Field and Temperature Dependence of the Superfluid Density in LaO_{1-x}F_xFeAs Superconductors: A Muon Spin Relaxation Study

TL;DR

This study investigates the superfluid density in LaO_{1-x}F_xFeAs superconductors using muon spin relaxation, revealing temperature and field dependencies that suggest unconventional superconductivity and providing key penetration depth measurements.

Contribution

First muSR study on LaO_{1-x}F_xFeAs showing temperature and field dependence of superfluid density and evidence for unconventional pairing mechanisms.

Findings

Superfluid density shows temperature dependence consistent with weak coupling BCS or dirty d-wave.

Field dependence indicates unconventional superconductivity.
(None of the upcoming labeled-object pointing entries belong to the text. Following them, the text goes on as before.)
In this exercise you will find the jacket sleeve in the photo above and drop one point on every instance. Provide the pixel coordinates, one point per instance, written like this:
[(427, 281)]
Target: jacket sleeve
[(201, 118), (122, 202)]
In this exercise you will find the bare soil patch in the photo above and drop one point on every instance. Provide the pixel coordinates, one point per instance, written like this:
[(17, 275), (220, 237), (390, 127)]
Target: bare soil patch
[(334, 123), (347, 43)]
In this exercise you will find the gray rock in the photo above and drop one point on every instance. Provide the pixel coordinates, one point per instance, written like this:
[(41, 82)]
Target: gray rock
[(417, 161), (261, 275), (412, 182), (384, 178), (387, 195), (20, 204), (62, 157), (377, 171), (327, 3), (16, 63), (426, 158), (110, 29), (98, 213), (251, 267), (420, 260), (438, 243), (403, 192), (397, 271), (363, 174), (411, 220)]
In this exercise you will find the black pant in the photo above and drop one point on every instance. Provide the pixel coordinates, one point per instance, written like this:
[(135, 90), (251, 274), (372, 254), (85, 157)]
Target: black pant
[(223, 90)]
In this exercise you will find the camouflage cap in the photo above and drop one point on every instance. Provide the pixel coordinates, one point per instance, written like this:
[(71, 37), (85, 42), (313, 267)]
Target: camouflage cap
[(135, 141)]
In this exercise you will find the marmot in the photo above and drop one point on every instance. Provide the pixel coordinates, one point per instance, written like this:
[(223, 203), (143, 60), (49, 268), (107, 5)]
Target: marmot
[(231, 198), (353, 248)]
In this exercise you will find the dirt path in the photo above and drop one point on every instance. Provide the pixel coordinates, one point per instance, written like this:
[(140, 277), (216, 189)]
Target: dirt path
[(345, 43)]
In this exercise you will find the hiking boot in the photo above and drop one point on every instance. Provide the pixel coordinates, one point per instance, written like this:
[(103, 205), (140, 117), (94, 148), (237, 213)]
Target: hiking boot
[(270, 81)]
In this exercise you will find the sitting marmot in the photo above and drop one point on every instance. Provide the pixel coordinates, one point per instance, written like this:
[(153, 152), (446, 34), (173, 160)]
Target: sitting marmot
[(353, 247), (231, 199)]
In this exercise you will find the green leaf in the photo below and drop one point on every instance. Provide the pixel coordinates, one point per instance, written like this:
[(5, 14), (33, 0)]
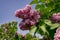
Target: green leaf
[(33, 29), (37, 6), (53, 26), (43, 28), (48, 22), (28, 36), (34, 2)]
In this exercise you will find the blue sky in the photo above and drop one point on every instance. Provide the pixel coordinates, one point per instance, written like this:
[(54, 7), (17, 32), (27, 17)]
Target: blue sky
[(7, 9)]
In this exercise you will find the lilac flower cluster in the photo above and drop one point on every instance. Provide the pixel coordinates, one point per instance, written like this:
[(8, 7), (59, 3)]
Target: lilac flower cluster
[(30, 17), (57, 34), (56, 17)]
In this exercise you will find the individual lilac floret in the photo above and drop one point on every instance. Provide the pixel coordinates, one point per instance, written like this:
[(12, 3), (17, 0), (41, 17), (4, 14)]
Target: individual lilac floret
[(55, 17), (30, 17), (57, 34)]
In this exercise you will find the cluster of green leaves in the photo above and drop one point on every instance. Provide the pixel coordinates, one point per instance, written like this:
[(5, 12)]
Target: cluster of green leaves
[(8, 31), (45, 25)]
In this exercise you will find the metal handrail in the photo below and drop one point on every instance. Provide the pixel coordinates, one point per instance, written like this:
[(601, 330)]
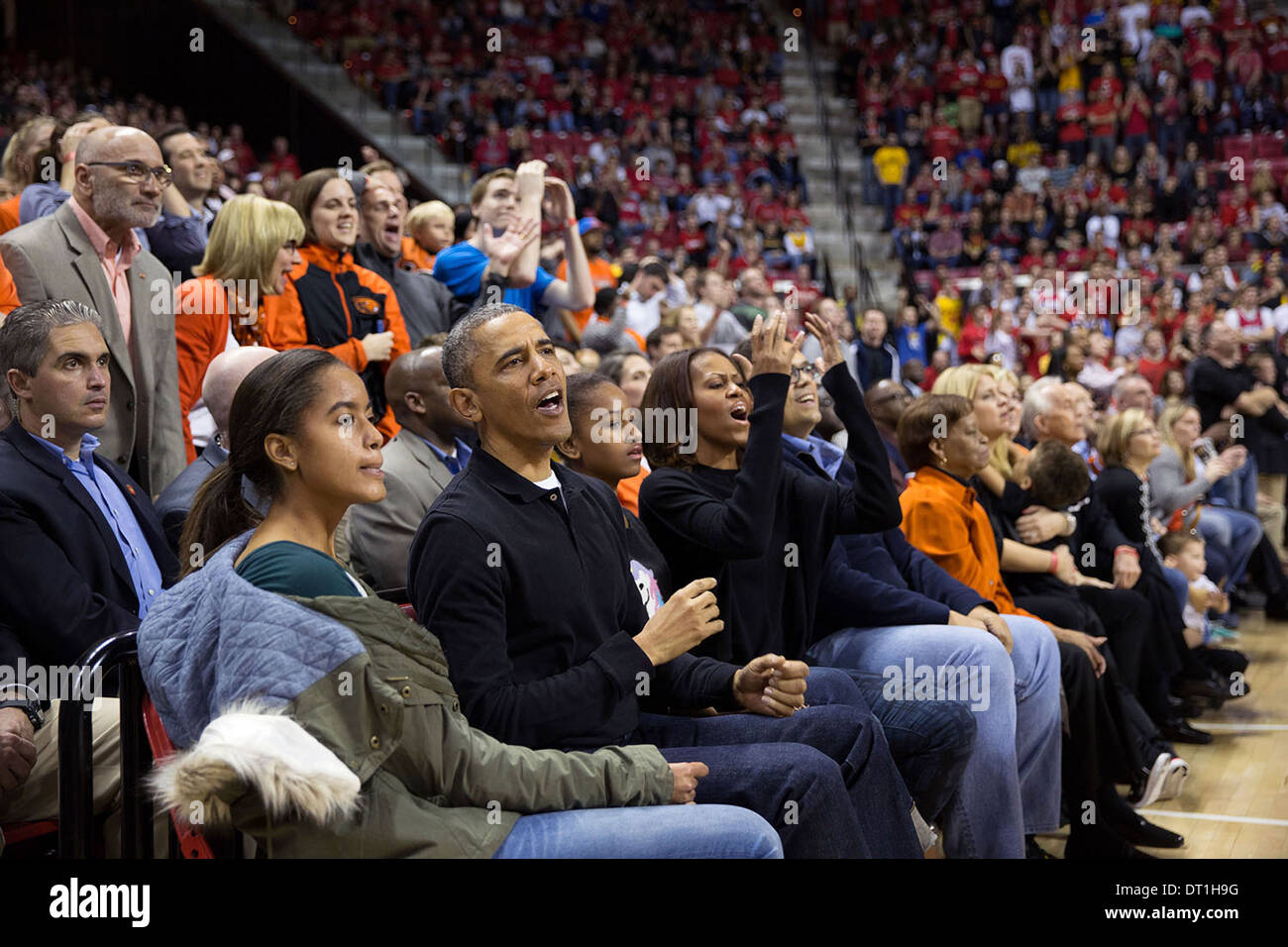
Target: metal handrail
[(76, 753)]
Penetration depths are 254 nm and 364 nm for different doping levels.

Abstract

We present zero field and transverse field \muSR experiments on the recently discovered electron doped Fe-based superconductor LaO_{1-x}F_xFeAs. The zero field experiments on underdoped (x=0.075) and optimally doped (x=0.1) samples rule out any static magnetic order above 1.6 K in these superconducting samples. From transverse field experiments in the vortex phase we deduce the temperature and field dependence of the superfluid density. Whereas the temperature dependence is consistent with a weak coupling BCS s-wave or a dirty d-wave gap function scenario, the field dependence strongly evidences unconventional superconductivity. We obtain the in-plane penetration depth of \lambda_{ab} (0) = 254(2)nm for LaO_{0.9}F_{0.1}FeAs and \lambda_{ab} (0) = 364(8)nm for LaO_{0.925}F_{0.075}FeAs. Further evidence for unconventional superconductivity is provided by the ratio of T_c versus the superfluid density, which is close to the Uemura line of hole doped high-T_c cuprates.